If you want to specify the precision of a real with a WriteLn, use the following:
WriteLn(RealVar:12:3);
It outputs the value Realvar with at least 12 positions and a precision of 3.
When using floating point types, you should be aware of the precision limitations on the specified types. A 4 byte IEEE-754 type, for instance, has only about 7.5 significant digits of precision. An eight byte IEEE-754 type has roughly double the number of significant digits. Apparently, the delphi real type has a precision that lies around 11 significant digits. The result of this is that any extra digits of formatting that you specify are likely to be noise that can result in conversions between base 10 formatted values and base 2 floating point values.
First of all I would try to see if I could get any help from using Str with different arguments or increasing the precision of the types in your app. (Have you tried using Extended?)
As a last resort, (Warning! Workaround!!) I'd try saving the customer's string representation along with the binary representation in a sorted list. Before writing back a floating point value I'd see if there already is a matching value in the table, whose string representation is already known and can be used instead. In order to make get this lookup quick, you can sort it on the numeric value and use binary search for finding the best match.
Depending on how much processing you need to do, an alternative could be to keep the numbers in BCD format to retain original accuracy.

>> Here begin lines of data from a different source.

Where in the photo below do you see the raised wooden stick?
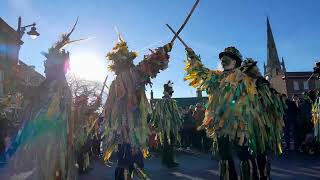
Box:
[166,24,189,48]
[171,0,200,43]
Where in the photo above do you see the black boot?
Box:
[257,155,271,180]
[219,160,238,180]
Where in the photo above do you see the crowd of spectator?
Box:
[283,91,318,154]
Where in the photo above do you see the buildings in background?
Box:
[264,18,320,97]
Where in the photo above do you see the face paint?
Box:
[221,56,236,70]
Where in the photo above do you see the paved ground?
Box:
[80,153,320,180]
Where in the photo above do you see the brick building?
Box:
[264,18,320,97]
[0,18,44,97]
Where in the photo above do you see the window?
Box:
[293,81,299,91]
[303,81,309,90]
[0,70,4,96]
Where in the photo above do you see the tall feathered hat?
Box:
[107,33,138,71]
[219,46,242,64]
[163,81,174,96]
[313,61,320,78]
[42,19,84,71]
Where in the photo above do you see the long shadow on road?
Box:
[80,153,320,180]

It's hard to answer this without knowing what type your ExportRealValue and ImportRealValue are. As others have mentioned, the real types all have different precisions.
It's worth noting, contrary to some thought, extended is not always higher precision. Extended is 10-20 significant figures where double is 15-16. As you are having trouble around the tenth sig fig perhaps you are using extended already.
To get more control over the reading and writing you can convert the numbers to and from strings yourself and write them to a file stream. At least that way you don't have to worry if readln and writeln are up to no good behind your back.